How Many Awards Did Billie Holiday Win?
Since 1973, actors have been winning awards for playing Billie Holiday. Andra Day is the latest example for her performance in The United States vs. Billie Holiday. But did Holiday win any awards in her lifetime? She was one of the most successful jazz singers of the 1930s and beyond.
Why is Billie Holiday so important?
Holiday was one of the most successful jazz singers of her time. Her career began in the 1930s, when she started singing in Harlem nightclubs. She reached new heights when she started making music with Benny Goodman in 1933.
In 1935, she released new recordings with Teddy Wilson and musicians from Count Bassie’s band that helped further establish her reputation as one of the best jazz singers in the industry. Fans loved her for her unique vocal sound and the drama she brought to each track.
Her songs like “All of Me,” “Them There Eyes,” “I’m Gonna Lock My Heart,” and “I’ve Got Your Love to Keep Me Warm” are some of her many classics. And while the Billboard charts didn’t exist at this time, there were music charts that measured success. And Holiday frequently found herself on them.
Her music was moving and powerful, and the best example of that was “Strange Fruit.” The song was about lynchings in the American south during the Jim Crow era. It emboldened many listeners, but angered others. Unsurprisingly, white audiences didn’t take well to the song and its clear protest of crimes committed against Black Americans.
How much was Billie Holiday worth when she died?
The song caused such a stir, the Federal Bureau of Narcotics hunted Holiday down throughout her 20-year career. Agent Harry Anslinger hated that she continued her protest by performing the song, so he used Holiday’s heroin addiction as an excuse to imprison her. And thus, preventing her from performing “Strange Fruit.” She spent over a year in prison, but continued to perform the song after her release.

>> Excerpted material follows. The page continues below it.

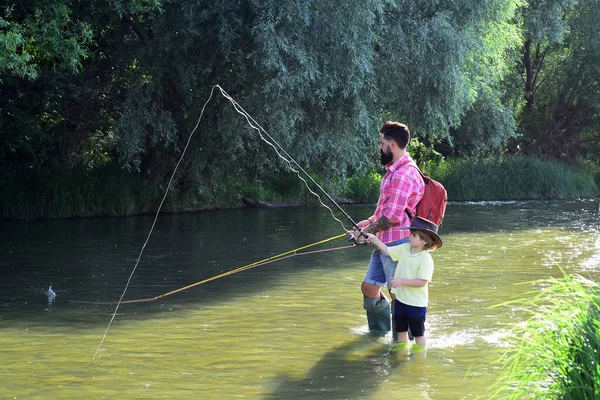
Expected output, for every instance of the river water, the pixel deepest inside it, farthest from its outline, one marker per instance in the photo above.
(291, 329)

Holiday’s brave protest followed her all the way to her death bed in 1959. She had admitted herself to a hospital to get treatment for liver cirrhosis. Anslinger sent his men to detain her there, and she died on July 17, 1959, with her feet handcuffed to her hospital bed after they barred the medical staff from providing her treatment. She was 44 years old.
Her estate was estimated to be worth $1,000,000 when she died. Control of the estate went to Louis McKay, Holiday’s estranged abusive husband. Although they were estranged, they were still married at the time of her death.
Holiday’s life was filled with struggle. But her legacy lived on in her music, especially in “Strange Fruit.” Day and United States vs. Billie Holiday director Lee Daniels call Holiday the “Godmother of civil rights” because of her steadfast insistence to perform the song.
Billie Holiday awards and recognition
Artists like Frank Sinatra and even Day herself have cited Holiday as their main musical inspiration. As Sinatra said in 1958:
“Billie Holiday..was, and still remains, the greatest single musical influence on me..[and] is unquestionably the most important influence on American popular singing in the last twenty years.”
As for Day, her stage name is inspired by the “All of Me” singer, making her a perfect casting choice for the Daniels film.
In March, Day won a Golden Globe and received an Oscar nomination for her portrayal of the star. In 1973, Diana Ross also got an Oscar nomination for playing Holiday in Lady Day Sings the Blues. In 2014, Audra McDonald won her sixth (and record-breaking) Tony Award for her performance in Lady Day at Emerson’s Bar & Grill.
As for Holiday, she never won a Grammy in her lifetime. That’s largely because the first Grammy Awards were in 1959, the year of her death. But she did receive two posthumous Grammy nomination in 1962 and 1974, and she won a Lifetime Achievement Award at the Grammys in 1987. She received a star on the Hollywood Walk of Fame in 1986.
She was inducted into the Rock and Roll Hall of Fame in 2000, and the National Women’s Hall of Fame in 2011. Holiday also has a collection of music in the Grammy Hall of Fame: “Crazy He Calls Me,” Embraceable You,” “God Bless the Child,” Lady in Satin, Lady Sings the Blues, “Lover Man (Oh, Where Can You Be?),” “My Man,” and “Strange Fruit.”
While she was alive, Esquire Magazine awarded her the Best Female Vocalist title four times.